Has the Metropolitan Police gone over the top? Apparently, as at the same time away following was allowed to sing about Adolf Hitler only because they didn't use his name.
Ahead of yesterday's London derby Metropolitan Police issued a warning addressed particularly at Tottenham Hotspur fans, who often define themselves as “Yids”. The Met decided to treat this traditional behaviour as abusive and discriminatory from now on, despite the likes of PM David Cameron arguing someone should have the right to call himself a “Yid”, should he want to.
The Prime Minister told The Jewish Chronicle: "There's a difference between Spurs fans self-describing themselves as Yids and someone calling someone a Yid as an insult. You have to be motivated by hate. Hate speech should be prosecuted - but only when it's motivated by hate."
This didn't discourage the police from informing fans that officers will be keeping an eye on Tottenham fans. Chief Superintendent Mick Johnson, the match commander, insisted before the fixture that "racism and offensive language have no place in football".

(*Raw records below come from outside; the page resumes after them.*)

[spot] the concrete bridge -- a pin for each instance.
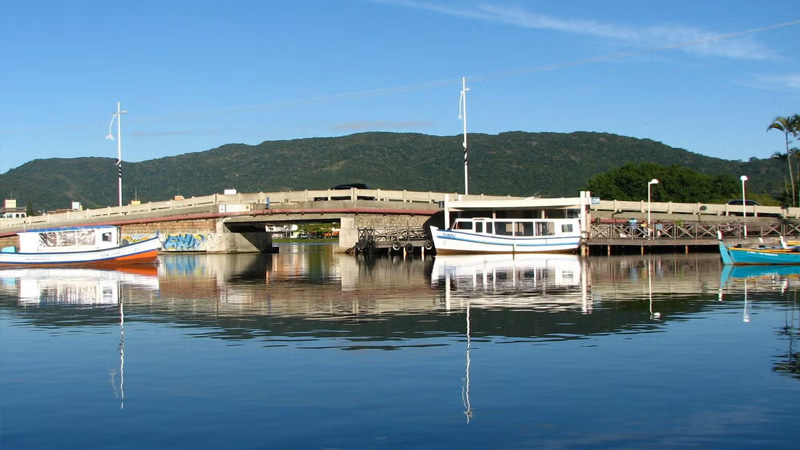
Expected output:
(238, 223)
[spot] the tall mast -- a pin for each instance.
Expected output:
(462, 114)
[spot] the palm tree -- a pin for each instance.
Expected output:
(782, 157)
(788, 125)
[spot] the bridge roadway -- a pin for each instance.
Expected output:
(238, 221)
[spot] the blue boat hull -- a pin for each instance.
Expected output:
(762, 256)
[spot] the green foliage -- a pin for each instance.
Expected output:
(675, 184)
(512, 163)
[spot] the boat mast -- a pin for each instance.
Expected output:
(118, 115)
(462, 114)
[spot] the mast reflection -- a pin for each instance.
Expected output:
(83, 288)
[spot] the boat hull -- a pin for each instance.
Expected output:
(454, 242)
(142, 252)
(759, 256)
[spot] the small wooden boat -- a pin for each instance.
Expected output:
(738, 255)
(89, 246)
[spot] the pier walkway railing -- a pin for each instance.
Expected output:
(665, 231)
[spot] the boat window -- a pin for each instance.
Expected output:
(504, 228)
(545, 229)
(47, 239)
(66, 238)
(525, 229)
(85, 237)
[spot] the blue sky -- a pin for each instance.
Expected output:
(708, 76)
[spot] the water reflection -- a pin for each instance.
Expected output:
(521, 348)
(80, 297)
(783, 280)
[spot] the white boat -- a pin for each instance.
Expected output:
(488, 235)
(530, 225)
(89, 246)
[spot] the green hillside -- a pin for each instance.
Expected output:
(513, 163)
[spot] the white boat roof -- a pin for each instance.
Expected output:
(519, 203)
(89, 227)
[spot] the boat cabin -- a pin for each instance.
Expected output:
(73, 239)
(517, 227)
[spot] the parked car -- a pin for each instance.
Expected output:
(738, 201)
(342, 187)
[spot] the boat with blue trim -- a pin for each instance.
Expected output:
(760, 255)
(505, 225)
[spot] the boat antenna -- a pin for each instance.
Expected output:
(462, 115)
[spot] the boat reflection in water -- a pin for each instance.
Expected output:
(770, 279)
(550, 282)
(529, 281)
(73, 286)
(92, 288)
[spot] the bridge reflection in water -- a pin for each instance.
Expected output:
(502, 330)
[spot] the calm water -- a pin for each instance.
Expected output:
(312, 349)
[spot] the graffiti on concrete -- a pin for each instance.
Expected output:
(186, 242)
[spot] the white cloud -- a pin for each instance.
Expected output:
(690, 40)
(788, 82)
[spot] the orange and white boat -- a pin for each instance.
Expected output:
(89, 246)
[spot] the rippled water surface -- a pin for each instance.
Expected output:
(314, 349)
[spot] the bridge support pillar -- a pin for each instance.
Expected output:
(348, 233)
(245, 241)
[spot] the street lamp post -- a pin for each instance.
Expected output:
(117, 115)
(649, 223)
(744, 204)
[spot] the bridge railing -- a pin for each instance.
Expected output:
(222, 203)
(696, 209)
(692, 230)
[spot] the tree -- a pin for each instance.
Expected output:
(782, 157)
(676, 184)
(789, 125)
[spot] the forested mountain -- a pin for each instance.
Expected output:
(513, 163)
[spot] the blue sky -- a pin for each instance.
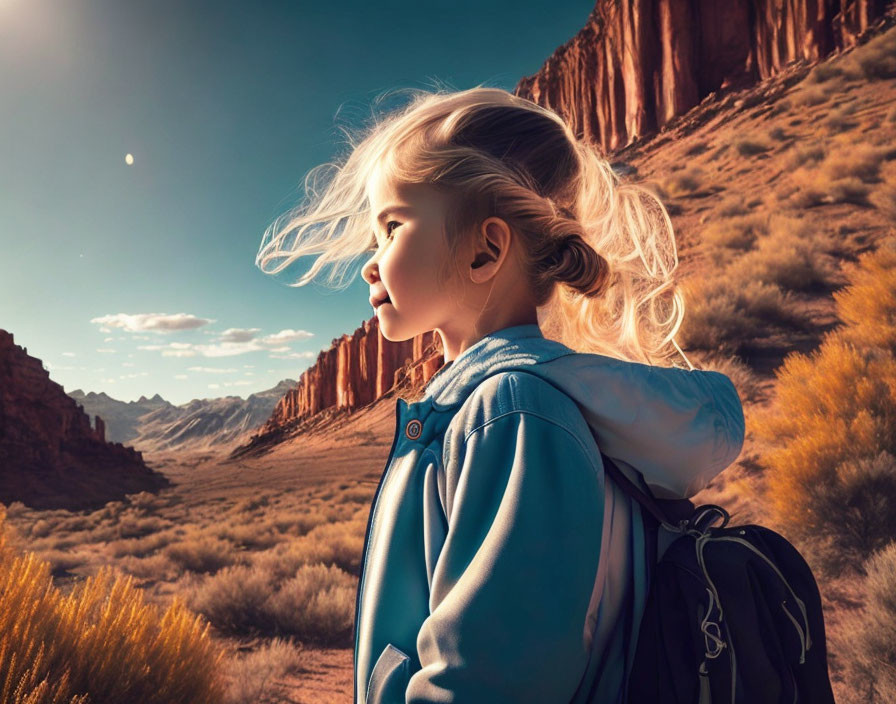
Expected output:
(141, 279)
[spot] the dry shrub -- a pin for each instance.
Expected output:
(738, 232)
(876, 60)
(139, 547)
(732, 366)
(832, 407)
(234, 599)
(254, 536)
(868, 305)
(155, 567)
(869, 638)
(337, 544)
(861, 503)
(884, 199)
(800, 155)
(252, 504)
(358, 494)
(751, 146)
(41, 528)
(794, 255)
(253, 675)
(682, 184)
(62, 561)
(317, 605)
(727, 313)
(809, 96)
(832, 480)
(824, 72)
(99, 643)
(132, 525)
(861, 161)
(849, 190)
(204, 553)
(298, 523)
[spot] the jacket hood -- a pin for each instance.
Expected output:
(675, 427)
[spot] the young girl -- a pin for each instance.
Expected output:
(500, 565)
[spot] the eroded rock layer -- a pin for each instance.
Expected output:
(50, 456)
(639, 63)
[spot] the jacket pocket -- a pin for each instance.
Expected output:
(389, 680)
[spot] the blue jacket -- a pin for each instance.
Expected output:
(499, 566)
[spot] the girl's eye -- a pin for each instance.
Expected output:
(374, 246)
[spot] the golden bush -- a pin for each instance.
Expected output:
(101, 643)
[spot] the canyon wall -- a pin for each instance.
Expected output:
(639, 63)
(356, 370)
(636, 65)
(50, 456)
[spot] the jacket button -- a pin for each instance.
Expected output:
(413, 429)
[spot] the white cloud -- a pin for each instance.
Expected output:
(238, 334)
(287, 335)
(151, 322)
(172, 349)
(234, 342)
(294, 355)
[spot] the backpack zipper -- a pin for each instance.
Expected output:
(805, 640)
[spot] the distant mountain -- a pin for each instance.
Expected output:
(122, 418)
(213, 423)
(50, 455)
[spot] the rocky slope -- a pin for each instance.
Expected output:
(354, 371)
(154, 424)
(209, 424)
(50, 456)
(633, 72)
(639, 63)
(122, 418)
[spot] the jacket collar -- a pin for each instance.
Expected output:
(515, 346)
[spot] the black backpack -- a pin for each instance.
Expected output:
(733, 614)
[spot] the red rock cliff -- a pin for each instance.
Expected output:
(356, 370)
(50, 457)
(639, 63)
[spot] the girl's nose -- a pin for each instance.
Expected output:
(369, 271)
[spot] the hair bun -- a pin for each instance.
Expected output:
(578, 265)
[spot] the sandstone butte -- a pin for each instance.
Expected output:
(50, 456)
(354, 371)
(633, 68)
(637, 64)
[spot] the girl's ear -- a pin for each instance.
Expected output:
(490, 249)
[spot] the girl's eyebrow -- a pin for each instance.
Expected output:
(392, 209)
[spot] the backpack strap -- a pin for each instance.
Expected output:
(669, 512)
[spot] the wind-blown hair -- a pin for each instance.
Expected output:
(608, 244)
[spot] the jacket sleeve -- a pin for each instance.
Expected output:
(513, 584)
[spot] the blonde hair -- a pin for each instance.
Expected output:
(608, 244)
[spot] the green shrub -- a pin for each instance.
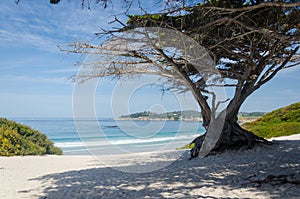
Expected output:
(18, 139)
(281, 122)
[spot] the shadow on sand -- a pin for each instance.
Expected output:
(230, 175)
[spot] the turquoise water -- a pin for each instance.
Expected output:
(108, 136)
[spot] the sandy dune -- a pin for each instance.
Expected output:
(271, 171)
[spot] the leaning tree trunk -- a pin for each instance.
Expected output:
(233, 136)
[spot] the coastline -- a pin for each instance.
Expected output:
(232, 174)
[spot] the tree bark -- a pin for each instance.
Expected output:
(233, 137)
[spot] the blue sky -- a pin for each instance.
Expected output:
(34, 73)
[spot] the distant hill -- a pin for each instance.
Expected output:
(281, 122)
(175, 115)
(180, 115)
(18, 139)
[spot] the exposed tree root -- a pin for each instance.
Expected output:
(232, 137)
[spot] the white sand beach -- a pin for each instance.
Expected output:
(271, 171)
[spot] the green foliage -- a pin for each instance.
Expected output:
(281, 122)
(18, 139)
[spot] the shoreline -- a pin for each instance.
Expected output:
(234, 174)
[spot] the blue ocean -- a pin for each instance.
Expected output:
(108, 136)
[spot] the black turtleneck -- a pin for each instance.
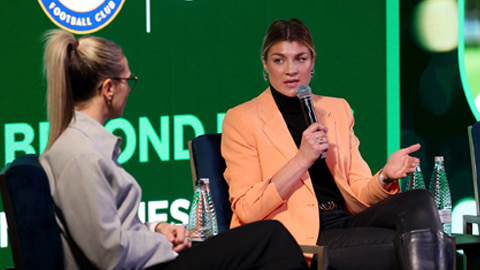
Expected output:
(322, 179)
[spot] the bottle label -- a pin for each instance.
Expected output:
(445, 215)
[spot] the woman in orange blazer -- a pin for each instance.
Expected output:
(274, 169)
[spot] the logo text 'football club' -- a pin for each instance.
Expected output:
(81, 17)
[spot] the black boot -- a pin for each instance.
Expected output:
(425, 250)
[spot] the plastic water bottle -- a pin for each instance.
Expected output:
(211, 206)
(415, 180)
(200, 218)
(441, 192)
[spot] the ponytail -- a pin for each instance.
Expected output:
(74, 70)
(59, 93)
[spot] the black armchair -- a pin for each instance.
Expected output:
(32, 228)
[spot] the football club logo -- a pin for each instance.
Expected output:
(81, 17)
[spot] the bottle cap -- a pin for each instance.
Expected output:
(203, 181)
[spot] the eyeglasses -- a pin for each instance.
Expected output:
(132, 80)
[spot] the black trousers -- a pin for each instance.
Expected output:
(260, 245)
(365, 241)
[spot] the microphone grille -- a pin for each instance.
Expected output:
(303, 91)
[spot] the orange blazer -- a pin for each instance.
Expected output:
(256, 143)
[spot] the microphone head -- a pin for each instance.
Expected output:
(303, 91)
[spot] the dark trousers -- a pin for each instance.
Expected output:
(259, 245)
(366, 240)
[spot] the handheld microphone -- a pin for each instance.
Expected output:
(304, 93)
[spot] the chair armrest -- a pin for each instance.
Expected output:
(468, 220)
(321, 252)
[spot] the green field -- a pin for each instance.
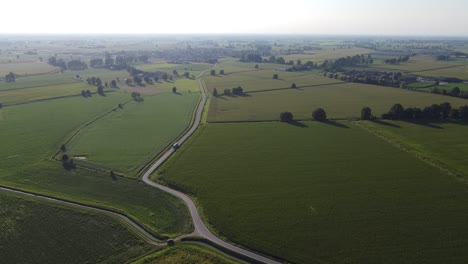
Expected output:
(32, 133)
(322, 193)
(36, 231)
(424, 65)
(339, 100)
(186, 254)
(26, 68)
(135, 134)
(444, 142)
(253, 80)
(43, 92)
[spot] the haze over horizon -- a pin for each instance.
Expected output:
(339, 17)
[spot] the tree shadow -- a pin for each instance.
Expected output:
(384, 123)
(426, 123)
(334, 123)
(298, 124)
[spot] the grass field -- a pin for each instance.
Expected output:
(257, 80)
(26, 68)
(443, 141)
(186, 254)
(35, 231)
(32, 133)
(43, 92)
(39, 81)
(322, 193)
(136, 133)
(422, 65)
(340, 101)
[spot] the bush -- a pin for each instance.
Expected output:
(319, 114)
(286, 117)
(366, 113)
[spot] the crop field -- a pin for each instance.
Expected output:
(186, 254)
(181, 68)
(339, 101)
(43, 92)
(455, 72)
(326, 54)
(26, 68)
(444, 142)
(38, 81)
(423, 65)
(258, 80)
(32, 133)
(322, 193)
(43, 232)
(134, 134)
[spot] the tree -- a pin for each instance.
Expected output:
(464, 112)
(11, 77)
(455, 91)
(286, 117)
(366, 113)
(319, 114)
(396, 112)
(65, 157)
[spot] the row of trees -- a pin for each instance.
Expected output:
(318, 114)
(397, 61)
(435, 111)
(74, 65)
(11, 77)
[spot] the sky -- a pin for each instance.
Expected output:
(331, 17)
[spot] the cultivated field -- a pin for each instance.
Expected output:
(35, 231)
(136, 133)
(32, 133)
(339, 100)
(444, 141)
(322, 193)
(186, 254)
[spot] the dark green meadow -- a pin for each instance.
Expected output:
(32, 134)
(186, 254)
(36, 231)
(322, 193)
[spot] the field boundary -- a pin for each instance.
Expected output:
(420, 156)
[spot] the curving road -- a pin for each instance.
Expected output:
(200, 228)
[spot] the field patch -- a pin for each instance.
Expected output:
(35, 231)
(443, 141)
(322, 193)
(339, 101)
(132, 135)
(186, 254)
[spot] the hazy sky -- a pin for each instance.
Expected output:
(374, 17)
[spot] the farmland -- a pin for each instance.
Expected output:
(135, 133)
(44, 232)
(442, 141)
(339, 100)
(323, 192)
(186, 254)
(36, 131)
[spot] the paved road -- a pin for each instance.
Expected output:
(142, 232)
(199, 227)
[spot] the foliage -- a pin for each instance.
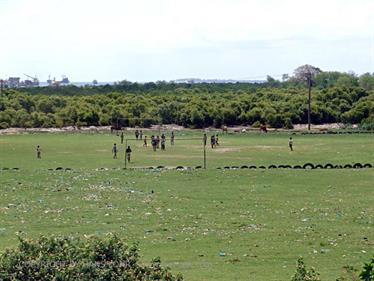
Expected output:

It seems the police approach only incited fans more into using the 'offensive word'. A campaign was launched with the slogan “we sing what we want” and so was the first chant as players entered the field. A lot of “Yids” were then chanted throughout the game.
Police later said that one Tottenham supporter was arrested for allegedly using the word "Yid" in chants. He was held on suspicion of committing a Section 5 Public Order offence at half time in the stadium's East Stand. Also before the game a pub was emptied by police after several people inside used the 'offensive' word in a chant. Interestingly, they were reported to only start singing it once they saw policemen enter the premise.
Already before the match Tottenham Hotspur Supporters Trust released a legal guide for supporters who might face arrest for using the word. Ironically, West Ham fans didn't face the same challenge. In fact they once again sang a chant about Adolf Hitler, even if not as loudly as they used to before. Quite commonly known, the chant saying “he's coming for you” was modified slightly since last year's derby to sound “He's coming for you, he's coming for you, we can't say his name, but he's coming for you”.